Members of the California legislature have found Freeman easy to work with in the past. Even Republicans, who oppose creation of a power authority, seem to like the World War II merchant mariner. "Dave Freeman is a smart person who had forgotten more about energy than most people ever learn," said state Senate Minority Leader Jim Brulte, a Republican from Cucamonga. "If you are going to create a public power authority, someone like Freeman is the type of guy you want running it."

Talking to the Los Angeles Times yesterday evening, Freeman said "I'm going to have a role in getting people to understand that we have to conserve energy this summer." He declined to comment on the possibility of a power authority.

So What else is new?

  • Gov. Davis' done deal to purchase the transmission assets of Southern California Edison Co. for $2.76 billion isn't a done deal, it seems. State legislators, returning to work yesterday after their spring break, expressed serious doubts about the plan. Democrat state Sen. Don Perata of Oakland said the deal "is going to be pounded like a cheap steak," adding "It's the governor who is going to have to come in and sell it to us I don't intent to deal with intermediaries."
    With Pacific Gas & Electric Co. in bankruptcy court, Davis' deal would give the state only a third of the state's grid, and state Sen. Debra Bowen of Marina del Rey, another Democrat, said "Normally, if you buy only one-third of a bridge you get very wet. We feel that the ratepayers are already getting soaked."
    The plan is likely to be presented to the legislature as a "take it or leave it" deal with no room to maneuver. Maviglio said "The governor would prefer they took the negotiation lock, stock and barrel, but they have the right to amend it. We don't want them to, but they can."
    "They can have it that way, as long as they're comfortable with the answer not being yes," said Bowen. "Last time I checked, the Senate didn't cotton much to ultimatums."
    In the Assembly, Helen Thompson, a Democrat from Davis, asked "What are those Southern California power lines going to connect up to? How's this deal going to benefit electricity in the north?"
    Republicans were even less enthusiastic about Davis' plan.

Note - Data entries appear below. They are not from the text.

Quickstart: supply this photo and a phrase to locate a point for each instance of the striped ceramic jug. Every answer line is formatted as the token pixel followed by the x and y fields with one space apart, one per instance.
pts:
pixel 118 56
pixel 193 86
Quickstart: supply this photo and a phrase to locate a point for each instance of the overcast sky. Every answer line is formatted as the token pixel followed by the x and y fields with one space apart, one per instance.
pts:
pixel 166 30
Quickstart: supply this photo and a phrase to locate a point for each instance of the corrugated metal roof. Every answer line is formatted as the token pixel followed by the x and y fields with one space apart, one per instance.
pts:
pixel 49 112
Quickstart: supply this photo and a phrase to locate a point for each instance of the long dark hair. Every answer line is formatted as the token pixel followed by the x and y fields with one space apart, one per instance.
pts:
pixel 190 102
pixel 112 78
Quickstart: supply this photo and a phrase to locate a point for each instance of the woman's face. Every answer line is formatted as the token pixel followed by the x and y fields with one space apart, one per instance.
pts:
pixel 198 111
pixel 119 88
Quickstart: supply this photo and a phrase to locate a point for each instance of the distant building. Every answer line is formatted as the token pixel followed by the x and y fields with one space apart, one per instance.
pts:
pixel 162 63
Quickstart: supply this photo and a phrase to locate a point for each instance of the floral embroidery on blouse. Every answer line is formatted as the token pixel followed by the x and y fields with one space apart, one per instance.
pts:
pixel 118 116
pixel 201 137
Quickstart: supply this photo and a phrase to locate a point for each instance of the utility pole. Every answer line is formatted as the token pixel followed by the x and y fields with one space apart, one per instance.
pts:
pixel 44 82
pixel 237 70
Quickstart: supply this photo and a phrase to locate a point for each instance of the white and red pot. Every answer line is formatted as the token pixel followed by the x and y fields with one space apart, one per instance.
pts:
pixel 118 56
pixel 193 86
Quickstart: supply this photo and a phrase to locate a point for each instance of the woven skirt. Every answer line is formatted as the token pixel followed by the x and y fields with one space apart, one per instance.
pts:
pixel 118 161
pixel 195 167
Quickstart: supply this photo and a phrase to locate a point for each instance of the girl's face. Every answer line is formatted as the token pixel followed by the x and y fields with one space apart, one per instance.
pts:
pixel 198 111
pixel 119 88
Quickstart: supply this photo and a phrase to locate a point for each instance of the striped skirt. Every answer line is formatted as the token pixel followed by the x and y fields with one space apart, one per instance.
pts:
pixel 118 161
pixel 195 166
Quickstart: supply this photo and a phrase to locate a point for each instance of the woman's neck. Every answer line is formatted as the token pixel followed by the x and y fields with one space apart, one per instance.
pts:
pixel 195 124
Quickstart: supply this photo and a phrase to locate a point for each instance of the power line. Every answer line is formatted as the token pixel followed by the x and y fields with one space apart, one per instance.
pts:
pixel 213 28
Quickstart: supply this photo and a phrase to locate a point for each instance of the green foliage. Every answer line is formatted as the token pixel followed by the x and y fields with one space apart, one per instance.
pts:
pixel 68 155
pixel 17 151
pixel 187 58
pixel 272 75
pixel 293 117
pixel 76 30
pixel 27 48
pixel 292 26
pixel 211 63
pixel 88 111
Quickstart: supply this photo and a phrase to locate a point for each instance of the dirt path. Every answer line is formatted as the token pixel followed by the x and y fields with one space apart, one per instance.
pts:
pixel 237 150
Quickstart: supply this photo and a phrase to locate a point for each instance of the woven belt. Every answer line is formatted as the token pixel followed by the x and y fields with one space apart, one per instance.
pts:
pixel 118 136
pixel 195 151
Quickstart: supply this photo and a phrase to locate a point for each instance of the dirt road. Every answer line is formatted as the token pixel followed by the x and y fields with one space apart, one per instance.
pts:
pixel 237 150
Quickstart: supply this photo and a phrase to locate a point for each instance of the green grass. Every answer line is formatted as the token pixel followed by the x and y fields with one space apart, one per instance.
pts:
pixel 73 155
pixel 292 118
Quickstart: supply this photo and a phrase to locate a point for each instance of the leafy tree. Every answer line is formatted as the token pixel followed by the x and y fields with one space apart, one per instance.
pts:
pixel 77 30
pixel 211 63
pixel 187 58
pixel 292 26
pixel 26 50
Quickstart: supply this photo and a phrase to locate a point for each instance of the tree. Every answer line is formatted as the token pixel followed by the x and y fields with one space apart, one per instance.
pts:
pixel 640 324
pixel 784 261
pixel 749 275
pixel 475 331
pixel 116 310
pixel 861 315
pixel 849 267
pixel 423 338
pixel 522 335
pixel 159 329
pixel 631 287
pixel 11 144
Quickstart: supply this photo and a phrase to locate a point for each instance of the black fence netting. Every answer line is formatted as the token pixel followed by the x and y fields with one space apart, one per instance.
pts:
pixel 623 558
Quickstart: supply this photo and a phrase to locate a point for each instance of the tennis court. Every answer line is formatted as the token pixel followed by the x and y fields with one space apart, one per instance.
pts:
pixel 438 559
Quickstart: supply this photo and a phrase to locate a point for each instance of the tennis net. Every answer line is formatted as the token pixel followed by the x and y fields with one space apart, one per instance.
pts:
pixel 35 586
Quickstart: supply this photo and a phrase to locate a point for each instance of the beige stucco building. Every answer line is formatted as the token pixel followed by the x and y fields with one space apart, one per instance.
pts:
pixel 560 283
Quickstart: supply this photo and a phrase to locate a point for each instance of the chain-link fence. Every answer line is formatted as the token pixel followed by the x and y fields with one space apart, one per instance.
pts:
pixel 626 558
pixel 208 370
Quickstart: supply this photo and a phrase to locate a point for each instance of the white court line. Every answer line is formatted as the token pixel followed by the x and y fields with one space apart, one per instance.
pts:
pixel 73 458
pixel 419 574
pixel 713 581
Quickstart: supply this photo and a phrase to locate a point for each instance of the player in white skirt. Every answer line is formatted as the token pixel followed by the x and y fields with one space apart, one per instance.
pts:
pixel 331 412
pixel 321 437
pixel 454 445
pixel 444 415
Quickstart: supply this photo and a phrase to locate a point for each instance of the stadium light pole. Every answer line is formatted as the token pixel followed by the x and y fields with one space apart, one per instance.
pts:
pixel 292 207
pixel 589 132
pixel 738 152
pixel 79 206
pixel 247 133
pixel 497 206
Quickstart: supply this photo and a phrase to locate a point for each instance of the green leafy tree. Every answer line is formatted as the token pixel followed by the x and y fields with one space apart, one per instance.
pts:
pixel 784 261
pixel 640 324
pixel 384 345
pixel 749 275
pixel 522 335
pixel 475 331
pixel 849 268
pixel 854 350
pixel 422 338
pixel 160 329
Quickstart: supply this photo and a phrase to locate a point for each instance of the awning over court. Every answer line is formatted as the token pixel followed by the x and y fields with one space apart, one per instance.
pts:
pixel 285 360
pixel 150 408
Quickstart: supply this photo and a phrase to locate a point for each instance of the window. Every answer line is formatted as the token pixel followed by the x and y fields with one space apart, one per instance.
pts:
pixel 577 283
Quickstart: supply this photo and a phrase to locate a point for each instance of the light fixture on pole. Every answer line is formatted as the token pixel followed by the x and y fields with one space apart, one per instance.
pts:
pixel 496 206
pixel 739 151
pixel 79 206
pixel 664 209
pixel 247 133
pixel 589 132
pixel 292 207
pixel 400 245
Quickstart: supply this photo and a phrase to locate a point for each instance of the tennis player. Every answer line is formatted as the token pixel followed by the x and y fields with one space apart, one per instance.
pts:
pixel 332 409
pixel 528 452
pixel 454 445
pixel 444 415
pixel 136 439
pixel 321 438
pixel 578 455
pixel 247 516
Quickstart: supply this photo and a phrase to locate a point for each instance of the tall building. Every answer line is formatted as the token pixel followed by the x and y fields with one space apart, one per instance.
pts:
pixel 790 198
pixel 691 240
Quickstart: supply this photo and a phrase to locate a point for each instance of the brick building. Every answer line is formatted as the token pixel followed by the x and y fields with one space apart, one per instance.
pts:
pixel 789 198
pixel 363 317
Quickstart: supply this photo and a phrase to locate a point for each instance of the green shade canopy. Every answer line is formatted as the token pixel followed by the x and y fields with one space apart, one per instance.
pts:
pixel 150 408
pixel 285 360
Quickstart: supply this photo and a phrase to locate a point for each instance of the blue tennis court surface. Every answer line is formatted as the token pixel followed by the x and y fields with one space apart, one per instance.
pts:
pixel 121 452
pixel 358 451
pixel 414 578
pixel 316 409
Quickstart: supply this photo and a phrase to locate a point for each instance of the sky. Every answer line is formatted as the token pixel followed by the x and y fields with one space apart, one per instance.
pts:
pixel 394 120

  • Bellicose threats by California lawmakers and bureaucrats to seize power plants, tax "windfall" profits and even throw price gougers in jail brought warnings that attempting to punish power producers for California's lack of foresight would only worsen the state's power situation. Jan Smutny-Jones, executive director of the Independent Energy Producers group, found it contradictory that the state should be begging for new power plants and at the same time talking of harsh measures against the very people who would build them. "We cannot simultaneously be the heroes and the villains in this opera, "he said.
    Lt. Gov. Cruz Bustamante has proposed legislation that would make it a felony for power producers to charge "unjust" and "unreasonable" prices, with jail time as a possible penalty. Atty. Gen. Bill Lockyer is offering $50 million in rewards to whistle blowers who help him prosecute the power producers for fraud. State Sens. Nell Soto and Jack Scott, both Southern California Democrats, have introduced legislation to tax "windfall" profits.
    State Sen. Tom McClintock, a Republican from Thousand Oaks, said "To make electricity plentiful, we have to build more power plants, but we cannot accomplish that by threatening every generator in the world with the confiscation of its assets and the imprisonment of its executives the moment they set foot in California. It is no wonder that power plant applications in California are a fraction of what they are in states like Texas that welcome new power plant construction."

  • Here's something to watch for: When out-of-state companies purchased power plants from California's investor-owned utilities, they were granted the right to sell electricity in the state at market-based prices. The permission came from the Federal Energy Regulatory Commission and the license was good for three years. That was 1998, and it is now three years later.